The treatment of women in the system is deplorable. There are several male-only reception centres but there are none which provide solely for women. Many women who seek asylum in the State are fleeing the most gruesome and unimaginable conditions, sometimes involving sexual abuse or rape, and for those victims to be placed in a system where there is an underlying fear, perhaps in some cases of a recurrence of abuse, is shocking.

I will refer briefly to the three other issues in the motion on which I want to focus, one of which is the right to work. I understand people's concerns about the challenges our economy faces but the right to seek work is a core element of human dignity. Asylum seekers in this country come with a variety of talents and a multiplicity of skills. Lithuania is the only country apart from Ireland that does not grant the right to seek work at some stage during the asylum process. That must change, and that is not mentioned in the Government's amendment.

I call on the Government to provide guidelines to ensure appropriate treatment for the survivors of torture and also that there would be a review mechanism for long-term residents. On the basis of compassion it should be possible for people who are at least four years in direct provision to be given leave to remain in the State. Yesterday, I met the man who describes himself as the "king of Mosney". He is from Iraq and he is nine years in the system.
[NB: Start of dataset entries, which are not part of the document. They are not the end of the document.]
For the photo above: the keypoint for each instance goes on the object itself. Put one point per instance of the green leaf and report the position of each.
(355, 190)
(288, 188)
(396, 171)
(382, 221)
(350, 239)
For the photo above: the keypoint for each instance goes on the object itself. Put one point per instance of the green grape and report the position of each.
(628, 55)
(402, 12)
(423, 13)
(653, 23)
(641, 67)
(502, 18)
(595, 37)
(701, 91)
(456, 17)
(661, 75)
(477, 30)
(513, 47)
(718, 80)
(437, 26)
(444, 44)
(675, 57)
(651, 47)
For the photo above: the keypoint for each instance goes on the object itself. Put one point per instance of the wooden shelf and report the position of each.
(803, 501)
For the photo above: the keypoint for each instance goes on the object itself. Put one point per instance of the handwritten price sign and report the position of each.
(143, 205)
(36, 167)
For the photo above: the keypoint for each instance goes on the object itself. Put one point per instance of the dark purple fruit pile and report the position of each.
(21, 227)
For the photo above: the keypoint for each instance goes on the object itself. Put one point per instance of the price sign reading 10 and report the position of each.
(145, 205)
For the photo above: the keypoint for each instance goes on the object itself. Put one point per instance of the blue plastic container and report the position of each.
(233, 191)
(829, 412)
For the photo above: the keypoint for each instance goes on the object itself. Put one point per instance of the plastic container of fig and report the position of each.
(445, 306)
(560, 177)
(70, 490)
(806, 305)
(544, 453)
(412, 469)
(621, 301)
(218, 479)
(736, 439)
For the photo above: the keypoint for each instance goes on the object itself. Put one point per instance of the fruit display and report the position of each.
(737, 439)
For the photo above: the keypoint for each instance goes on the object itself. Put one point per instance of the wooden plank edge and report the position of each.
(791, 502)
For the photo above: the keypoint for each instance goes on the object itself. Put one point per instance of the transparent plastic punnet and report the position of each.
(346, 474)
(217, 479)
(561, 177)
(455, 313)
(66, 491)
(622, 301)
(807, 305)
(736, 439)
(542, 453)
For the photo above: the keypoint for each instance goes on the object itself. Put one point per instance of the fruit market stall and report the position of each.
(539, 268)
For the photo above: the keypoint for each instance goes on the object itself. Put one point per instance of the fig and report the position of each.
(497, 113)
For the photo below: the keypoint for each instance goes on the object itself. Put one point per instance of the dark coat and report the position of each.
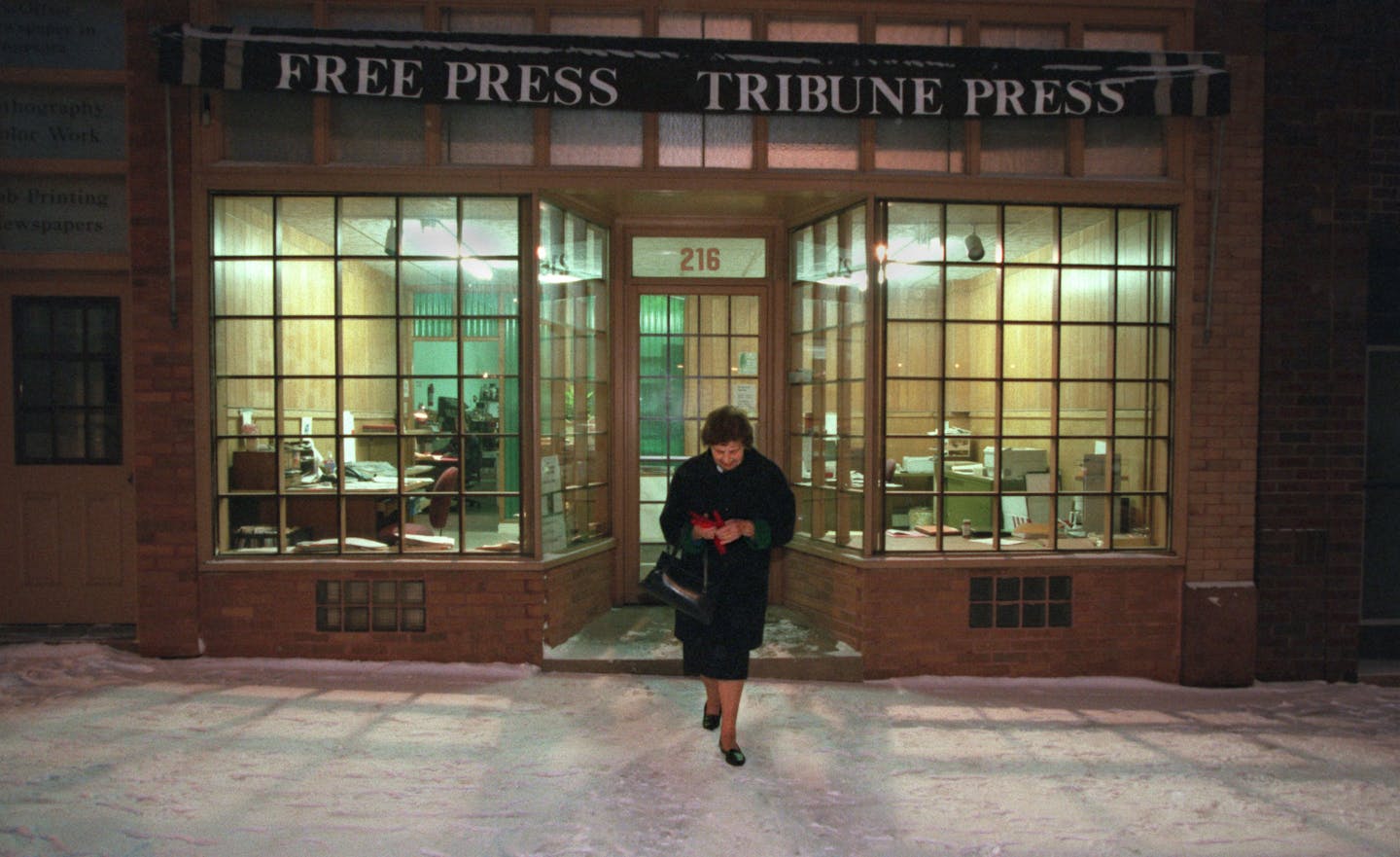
(754, 490)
Nobody will be sent back to Iraq. Let us have reality and acknowledgement of the basic requirements of human dignity. Let us change this awful system.

I thank the many heroes including the asylum seekers who have honoured us with their presence here today but also the agencies working closely to bring change. There are positive elements in the Government, and I include the Minister and others, but we need to see delivery now. We do not need a working group to tell us much more about what needs to change; we know it already.